A new study from the National Institute of Aging (part of the National Institutes of Health) found that abnormally high glucose concentrations in the brain tissues can be a sign of poor glucose metabolism, and those excess sugars can lead to the buildup of plaques and tangles in the brain that are considered clear symptoms of Alzheimer’s disease. They’re referring to this dysfunction as type 3 diabetes.
The researchers analyzed brain tissue of three groups of people post-mortem: healthy people, people who were diagnosed with Alzheimer’s and exhibited symptoms while living, and people who were not diagnosed or symptomatic while alive but revealed abnormal brain structures at the time of their deaths. The researchers then measured the glucose levels in different brain regions, focusing on a couple that tend to be most vulnerable to Alzheimer’s like the frontal and temporal cortex and others that are known to be resistant like the cerebellum. They cross-compared this information with the number of glucose transporter proteins post-mortem, as well as each person’s blood glucose levels the year before they died.
“To the best of our knowledge, this report is the first to measure brain-tissue glucose concentrations and… demonstrate their relationships with both severity of Alzheimer’s disease pathology and the expression of Alzheimer’s disease symptoms,” the study reads.
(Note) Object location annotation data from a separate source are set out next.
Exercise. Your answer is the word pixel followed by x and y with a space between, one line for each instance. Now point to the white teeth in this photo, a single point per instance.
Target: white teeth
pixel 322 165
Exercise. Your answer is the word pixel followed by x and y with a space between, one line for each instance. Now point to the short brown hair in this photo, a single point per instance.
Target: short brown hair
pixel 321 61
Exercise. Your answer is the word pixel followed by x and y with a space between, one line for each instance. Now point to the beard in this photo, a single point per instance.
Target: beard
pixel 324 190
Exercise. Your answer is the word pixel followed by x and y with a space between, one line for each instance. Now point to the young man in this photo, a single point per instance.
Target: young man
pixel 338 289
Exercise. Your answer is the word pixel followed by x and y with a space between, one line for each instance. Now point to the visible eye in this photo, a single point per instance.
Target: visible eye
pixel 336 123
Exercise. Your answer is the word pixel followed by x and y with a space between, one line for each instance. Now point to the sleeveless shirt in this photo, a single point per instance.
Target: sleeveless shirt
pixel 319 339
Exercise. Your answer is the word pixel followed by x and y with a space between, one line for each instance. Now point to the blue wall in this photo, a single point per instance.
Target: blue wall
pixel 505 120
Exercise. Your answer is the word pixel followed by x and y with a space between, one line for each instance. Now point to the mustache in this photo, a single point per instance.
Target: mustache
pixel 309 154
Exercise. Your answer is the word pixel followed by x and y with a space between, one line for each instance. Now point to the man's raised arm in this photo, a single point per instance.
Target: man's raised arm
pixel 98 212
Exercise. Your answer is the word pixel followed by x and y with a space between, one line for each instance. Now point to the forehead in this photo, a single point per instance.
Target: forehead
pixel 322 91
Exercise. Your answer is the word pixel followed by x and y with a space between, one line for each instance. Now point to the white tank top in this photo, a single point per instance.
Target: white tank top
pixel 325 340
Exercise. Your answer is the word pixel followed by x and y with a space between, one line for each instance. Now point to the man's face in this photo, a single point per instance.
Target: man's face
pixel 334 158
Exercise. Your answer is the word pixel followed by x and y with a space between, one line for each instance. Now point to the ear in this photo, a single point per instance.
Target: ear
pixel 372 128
It has been hypothesized in the past that a connection existed between diabetes and Alzheimer’s, but since insulin isn’t needed for the brain to process glucose, the question was left mostly unanswered.
Currently, we don’t know how to change these glycolysis (glucose metabolism) defects in the brains of Alzheimer’s patients. However, we do know that eating a diet low in sugar and regular exercise can be strong preventative actions for this malfunction. So let’s lean into that for now, shall we?